Re: Future ARMY WIFE Needing Help!

  • aragx6aragx6 member
    2500 Comments 5 Love Its Combo Breaker
    I've never heard of an engagement announcement. Is this something commonly done in your family? Most people don't select a date the moment they're engaged anyway.
    Lizzie
  • edited June 2012
    Hi, and welcome to the boards!
    Congratulations on your engagement.
    This is an international board, and keep in mind that unless you're military, many people don't know what military acronyms are ;) PCS is one of those terms.. hehee

    There is a military brides board, but they are going to tell you a couple of things (they are a bunch of really great ladies over there. Definitely worth popping over and saying hi!) 

    Dates change, as you have just discovered. 
    CONSTANTLY (I would also suggest for OPSEC reasons to take down the month you have put up... I would say "spring 2013" ) It is incredibly risky to start planning a wedding and putting money down when you don't know when he'll be back for sure, and you don't know when he'll be required to move for sure. 
    I suggest you go ahead and put off the wedidng until he gets back and you two have that stuff figured out. The military will not adjust it's schedule to meet your needs, as I'm sure you know, and it can be reeeally stressful to deal with all the "if"s and "maybe"s for planning a wedding. It's stressful enough as is.. 

    For this reason, we made made sure to plan our wedding MONTHS past his return from deployment. (My H is Navy :o) ) 
    I know that can be frustrating, but you can pick basics like your BMs, colors, style, etc without picking exact vendors. 

    As far as engagement announcements, they are totally not necessary. We didn't do them. Save the Dates are awesome, once you HAVE a date, but if you really want to send an announcement, just say something along the lines of, "we're engaged to be married whenever the military allows us! ;) " or something silly. 

    GL OP! 
  • Congratulations!
    I'm not involved in military and neither is my FI but we are doing engagement announcements (eventually, lol)

    My cousin's FI (now H) was in the Navy and they literally could not set thier date or choose vendors until 4 weeks before because of how short the notice was. He was only home on leave for a week so they needed to act quickly. It still worked out and I'm sure yours will too.

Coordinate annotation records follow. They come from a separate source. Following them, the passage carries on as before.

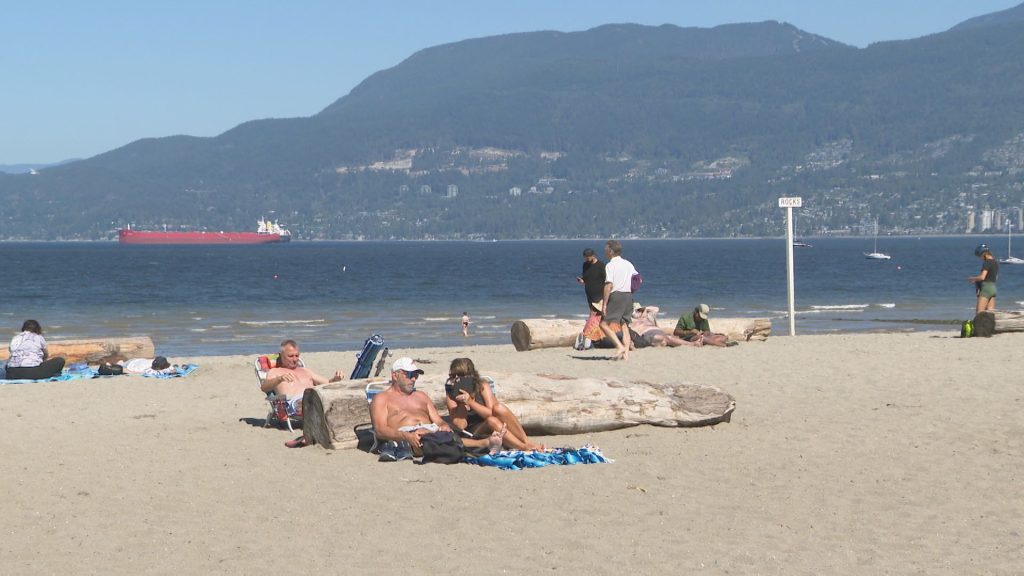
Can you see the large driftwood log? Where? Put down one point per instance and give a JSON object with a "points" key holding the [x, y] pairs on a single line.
{"points": [[545, 404], [90, 351], [1009, 321], [545, 333]]}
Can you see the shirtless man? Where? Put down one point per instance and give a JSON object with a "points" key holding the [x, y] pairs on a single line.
{"points": [[402, 414], [291, 379]]}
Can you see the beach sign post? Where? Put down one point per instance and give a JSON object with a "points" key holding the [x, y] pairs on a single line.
{"points": [[790, 203]]}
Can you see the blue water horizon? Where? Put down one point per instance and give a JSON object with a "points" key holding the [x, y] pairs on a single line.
{"points": [[214, 300]]}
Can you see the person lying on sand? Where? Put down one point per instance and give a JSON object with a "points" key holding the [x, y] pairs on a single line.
{"points": [[401, 414]]}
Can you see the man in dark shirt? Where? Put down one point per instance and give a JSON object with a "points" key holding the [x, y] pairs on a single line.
{"points": [[592, 280]]}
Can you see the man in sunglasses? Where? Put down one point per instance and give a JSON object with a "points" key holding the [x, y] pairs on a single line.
{"points": [[291, 378], [401, 414]]}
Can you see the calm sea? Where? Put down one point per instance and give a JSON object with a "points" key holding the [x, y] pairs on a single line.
{"points": [[243, 299]]}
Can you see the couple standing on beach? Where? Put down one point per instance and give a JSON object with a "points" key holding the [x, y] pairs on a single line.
{"points": [[609, 292]]}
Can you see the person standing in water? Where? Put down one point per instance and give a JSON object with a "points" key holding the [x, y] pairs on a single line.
{"points": [[985, 281]]}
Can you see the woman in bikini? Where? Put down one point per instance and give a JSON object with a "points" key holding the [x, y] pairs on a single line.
{"points": [[477, 411]]}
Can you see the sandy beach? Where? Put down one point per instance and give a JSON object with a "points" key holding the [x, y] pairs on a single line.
{"points": [[847, 454]]}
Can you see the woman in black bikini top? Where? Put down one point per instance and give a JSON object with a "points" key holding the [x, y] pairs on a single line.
{"points": [[472, 407]]}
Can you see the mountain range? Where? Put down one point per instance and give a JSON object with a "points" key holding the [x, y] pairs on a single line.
{"points": [[623, 129]]}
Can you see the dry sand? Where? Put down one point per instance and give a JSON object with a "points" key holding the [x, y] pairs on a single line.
{"points": [[847, 454]]}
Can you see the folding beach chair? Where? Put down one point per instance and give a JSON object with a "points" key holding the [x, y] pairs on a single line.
{"points": [[279, 413], [365, 359]]}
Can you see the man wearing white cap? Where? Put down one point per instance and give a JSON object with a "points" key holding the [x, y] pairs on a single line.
{"points": [[402, 414], [693, 327]]}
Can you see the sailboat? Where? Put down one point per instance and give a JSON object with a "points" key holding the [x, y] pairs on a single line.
{"points": [[1010, 259], [876, 255]]}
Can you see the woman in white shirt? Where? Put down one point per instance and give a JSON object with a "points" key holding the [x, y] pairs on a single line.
{"points": [[29, 357]]}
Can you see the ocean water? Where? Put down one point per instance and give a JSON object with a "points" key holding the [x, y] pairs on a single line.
{"points": [[332, 295]]}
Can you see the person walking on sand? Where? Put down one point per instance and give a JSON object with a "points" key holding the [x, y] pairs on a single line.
{"points": [[592, 279], [985, 281], [616, 303]]}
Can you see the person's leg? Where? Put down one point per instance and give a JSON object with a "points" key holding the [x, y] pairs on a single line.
{"points": [[494, 443], [715, 339], [516, 436], [673, 340], [627, 340], [610, 334]]}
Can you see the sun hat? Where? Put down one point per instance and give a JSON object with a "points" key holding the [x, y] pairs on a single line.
{"points": [[407, 364]]}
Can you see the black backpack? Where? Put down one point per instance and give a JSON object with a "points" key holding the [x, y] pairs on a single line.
{"points": [[441, 447]]}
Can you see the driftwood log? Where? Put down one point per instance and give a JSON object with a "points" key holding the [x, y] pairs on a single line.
{"points": [[91, 350], [545, 404], [1009, 321], [546, 333]]}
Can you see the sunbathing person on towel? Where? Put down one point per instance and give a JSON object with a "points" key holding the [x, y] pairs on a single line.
{"points": [[401, 414], [477, 411], [291, 379]]}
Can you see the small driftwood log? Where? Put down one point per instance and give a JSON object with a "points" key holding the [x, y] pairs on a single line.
{"points": [[90, 351], [546, 333], [1009, 321], [545, 404]]}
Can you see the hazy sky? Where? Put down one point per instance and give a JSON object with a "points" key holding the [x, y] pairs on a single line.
{"points": [[84, 77]]}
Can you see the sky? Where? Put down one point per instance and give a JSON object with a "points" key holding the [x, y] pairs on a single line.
{"points": [[79, 78]]}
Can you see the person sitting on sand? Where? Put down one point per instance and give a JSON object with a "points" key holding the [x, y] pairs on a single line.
{"points": [[30, 357], [477, 411], [291, 379], [693, 327], [646, 332], [400, 415]]}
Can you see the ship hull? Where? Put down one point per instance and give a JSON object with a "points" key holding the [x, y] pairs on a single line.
{"points": [[143, 237]]}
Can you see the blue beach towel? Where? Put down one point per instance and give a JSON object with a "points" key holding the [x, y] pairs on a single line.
{"points": [[180, 371], [517, 459], [73, 373]]}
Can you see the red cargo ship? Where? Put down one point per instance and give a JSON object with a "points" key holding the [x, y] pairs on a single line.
{"points": [[267, 233]]}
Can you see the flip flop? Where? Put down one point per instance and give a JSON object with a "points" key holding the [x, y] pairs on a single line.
{"points": [[297, 443]]}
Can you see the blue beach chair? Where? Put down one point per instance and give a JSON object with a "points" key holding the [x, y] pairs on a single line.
{"points": [[365, 359]]}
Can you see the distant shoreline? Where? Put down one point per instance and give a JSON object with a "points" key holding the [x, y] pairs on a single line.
{"points": [[602, 239]]}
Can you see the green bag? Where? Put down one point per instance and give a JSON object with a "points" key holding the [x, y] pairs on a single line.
{"points": [[967, 329]]}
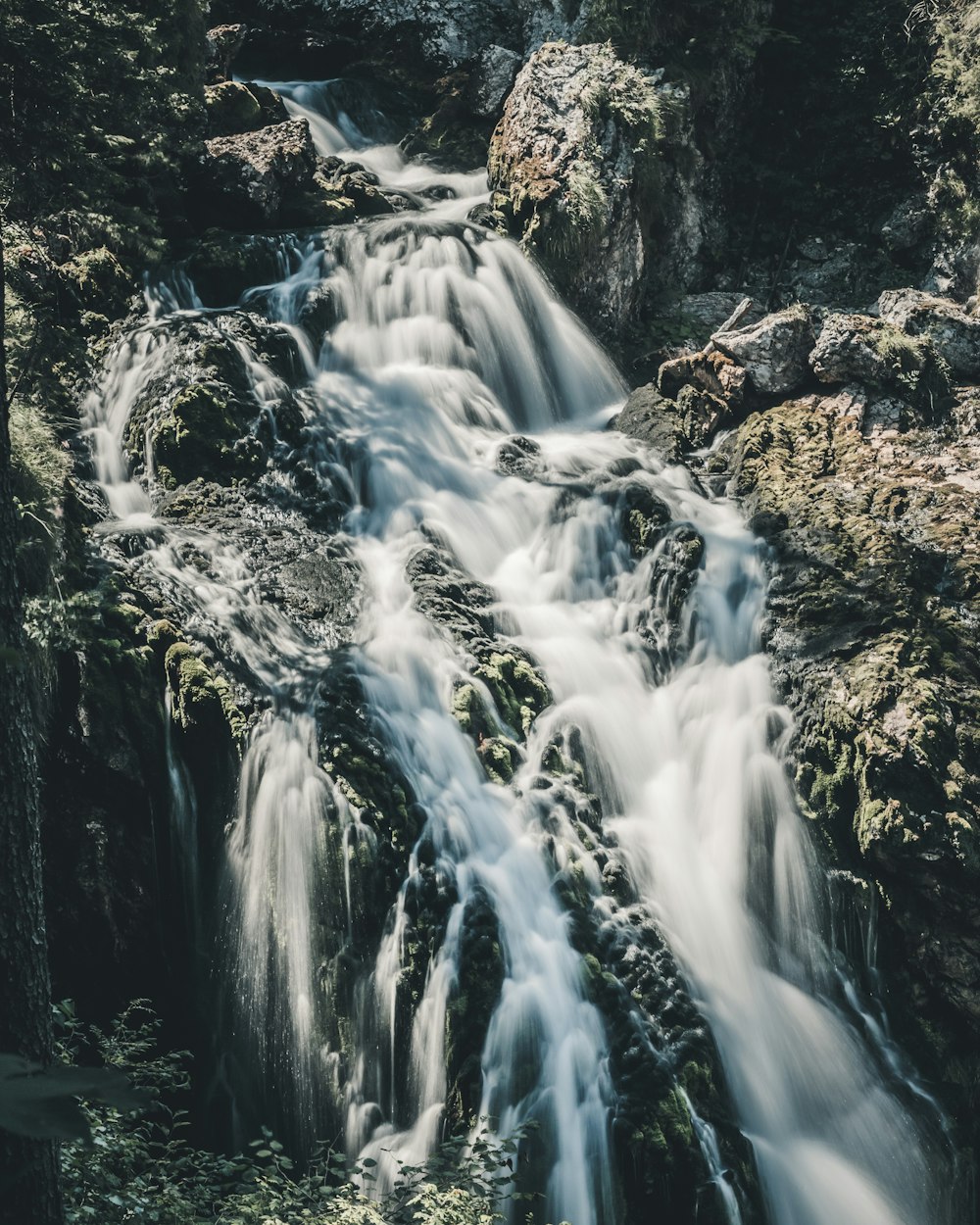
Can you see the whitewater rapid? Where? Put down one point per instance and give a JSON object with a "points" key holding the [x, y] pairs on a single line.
{"points": [[446, 343]]}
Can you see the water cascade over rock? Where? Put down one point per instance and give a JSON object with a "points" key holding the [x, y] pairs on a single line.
{"points": [[515, 827]]}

    Like PP said, you can still choose colors, bridal party, wedding dress, flowers, etc. just don't book any actual vendors until you're sure.
  • Hello, I am in an awesome situation where I am the ARMY soldier bride, getting married to a civilian male. I love civilians, lol, especially the FI. As to your predicament, for an engagement announcement. Feel free to just announce that you and he are engaged to be wed and the date is to be announced. Very informal, just to get the word out there. Even if you announce it to a newspaper or a magazine, they do not require you to have the date at hand. No one will expect you to. As for the wedding itself, I know things can be unpredictable as far as deployments dates go (mine happened to be canceled a month before we were supposed to go!), but GENERALLY the ARMY is decent about keeping the return dates. If there is news about them returning EARLY, it is a good idea to disregard and stick with the original plan. Rumors spread like wildfire when you're over there. He's more likely to return when the original return time was set. Don't worry about a date for engagement announcements and don't get too excited about him coming home early until it is closer to time. I promise, you'll save yourself a lot of heartbreak and disappointment that way. If he comes home early, it's a plus. If he gets home on time, it's not the end of the world that way.